Not so much terse as possible as not as verbose as possible. The
difference being that documenting every possible usage would turn the
page into an eye glazing experience. At that point folks would really
just move on. The documentation expectations(as I see it) are that: 1)
People can work from basic principles to specific usage. 2) They also
actually test/verify what they run.

What you are after is more on the lines of a separate enhanced tutorial.
That has been discussed on this list and elsewhere. So far it has not
progressed beyond discussion.

To answer your question, by "explicitly" I mean mentioning this very
pattern, where you join the returned id with the target table. People
often try to use this pattern for queries like "add an item to the order
in a CTE, select the order total in the main query", and often don't
notice that the order total doesn't include the new item until it hits
production.

--
Adrian Klaver
adrian.klaver@aklaver.com

#6Tom Lane
tgl@sss.pgh.pa.us
In reply to: Alex Bolenok (#4)
Re: Joins of data-modifying CTE with the target table

Alex Bolenok <quassnoi@gmail.com> writes:

To answer your question, by "explicitly" I mean mentioning this very
pattern, where you join the returned id with the target table.

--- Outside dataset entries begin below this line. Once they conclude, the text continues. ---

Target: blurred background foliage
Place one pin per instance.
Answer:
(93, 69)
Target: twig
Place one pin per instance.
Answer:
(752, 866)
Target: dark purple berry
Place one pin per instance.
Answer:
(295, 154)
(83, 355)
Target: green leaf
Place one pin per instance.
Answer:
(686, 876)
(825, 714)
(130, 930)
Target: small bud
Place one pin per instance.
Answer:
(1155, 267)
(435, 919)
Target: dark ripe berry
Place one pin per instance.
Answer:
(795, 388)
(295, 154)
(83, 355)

I do not see why this existing example isn't sufficient:

... An example of this is that in

WITH t AS (
UPDATE products SET price = price * 1.05
RETURNING *
)
SELECT * FROM products;

the outer SELECT would return the original prices before the action of
the UPDATE, ...

Yeah, it lacks a JOIN and it's an UPDATE not an INSERT. But we can't
provide an example to precisely match every possible mistake. As
Adrian said, brevity in the docs does have value.

regards, tom lane